A user clearly expects that the search function only finds Object that actually really contain the search string.

Additional Context

I see this bug even as a security thread.
In case you have once temporarily stored some very sensitive information in a Page but deleted them afterwards, the search function still shows a part of that information in its results.
I don’t know if under certain circumstances such information can even “leak” into other (shared) Spaces, for example after exporting some content and importing it into another Space. If not (yet) it may become a relevant problem in future if we get more advanced functions for moving content into other Spaces, or functions for linking from Space to Space etc.

See also this discussion:

Device

Desktop PC

OS

Win 10

Anytype Version

0.41.44-beta (and older versions)

Network Mode

AnySync

Technical Information

OS version: win32 x64 10.0.19045
App version: 0.41.44-beta
Build number: build on 2024-07-26 09:26:16 +0000 UTC at #880ac3d5134fe60092e57266300db2831da32e9c (dirty)
Library version: v0.35.0-rc11
Anytype Identity: AAtt6aReARByswg2CbvZhveoJEEcnydfDu7U2VAkgJALsE7D
Analytics ID: 8a514008-4f5d-40d3-970f-a0d241b63af2
Device ID: 12D3KooWGqd6JSafCCcEwvnke5JAVgBNnuR9gGQeSBQ5HdUboWtG

This report has been added to our issue tracker and received by the Development Team.
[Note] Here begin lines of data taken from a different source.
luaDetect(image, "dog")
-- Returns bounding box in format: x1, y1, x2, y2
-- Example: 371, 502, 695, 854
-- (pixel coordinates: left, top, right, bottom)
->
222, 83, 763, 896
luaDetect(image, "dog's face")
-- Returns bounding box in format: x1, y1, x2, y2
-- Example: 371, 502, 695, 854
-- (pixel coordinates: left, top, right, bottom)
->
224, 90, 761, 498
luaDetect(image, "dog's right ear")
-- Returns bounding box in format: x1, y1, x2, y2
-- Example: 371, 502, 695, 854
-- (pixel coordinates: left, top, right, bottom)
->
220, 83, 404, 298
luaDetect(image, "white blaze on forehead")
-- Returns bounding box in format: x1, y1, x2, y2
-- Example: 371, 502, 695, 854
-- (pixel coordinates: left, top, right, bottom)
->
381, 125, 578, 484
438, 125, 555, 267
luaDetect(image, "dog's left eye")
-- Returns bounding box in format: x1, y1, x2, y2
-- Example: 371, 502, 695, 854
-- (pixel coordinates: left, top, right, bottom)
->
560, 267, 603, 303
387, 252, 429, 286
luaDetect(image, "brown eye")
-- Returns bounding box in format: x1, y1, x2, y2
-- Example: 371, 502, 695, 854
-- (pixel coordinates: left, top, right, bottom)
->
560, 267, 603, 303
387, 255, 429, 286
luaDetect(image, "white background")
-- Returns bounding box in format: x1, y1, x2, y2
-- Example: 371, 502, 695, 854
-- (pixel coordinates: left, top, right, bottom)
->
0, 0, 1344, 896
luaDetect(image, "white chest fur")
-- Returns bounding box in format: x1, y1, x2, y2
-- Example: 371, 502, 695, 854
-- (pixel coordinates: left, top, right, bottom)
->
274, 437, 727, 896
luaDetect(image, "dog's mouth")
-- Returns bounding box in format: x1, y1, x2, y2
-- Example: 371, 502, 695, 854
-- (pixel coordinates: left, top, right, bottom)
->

This issue has been fixed by the Development Team and will be implemented in an upcoming release.

The bug is finally gone with the today’s version! :+1:

@Razor btw:
The today’s version has still the same version number as the previous beta:
v0.42.38-beta.
Also the technical information shows this version number and a built number from four days ago:

OS version: win32 x64 10.0.19045
App version: 0.42.38-beta
Build number: build on 2024-10-11 13:08:06 +0000 UTC at #1f6513697af29f7e061c0ac001376b99793bcbc3 (dirty)
Library version: v0.36.0-rc8
Anytype Identity: AAtt6aReARByswg2CbvZhveoJEEcnydfDu7U2VAkgJALsE7D
Analytics ID: 8a514008-4f5d-40d3-970f-a0d241b63af2
Device ID: 12D3KooWGqd6JSafCCcEwvnke5JAVgBNnuR9gGQeSBQ5HdUboWtG

And “off course”, as often mentioned, the “What’s new” section has never entries for the news in beta versions …

That makes a not so easy to report issues if the data in these three menu points seem to belong to an earlier version.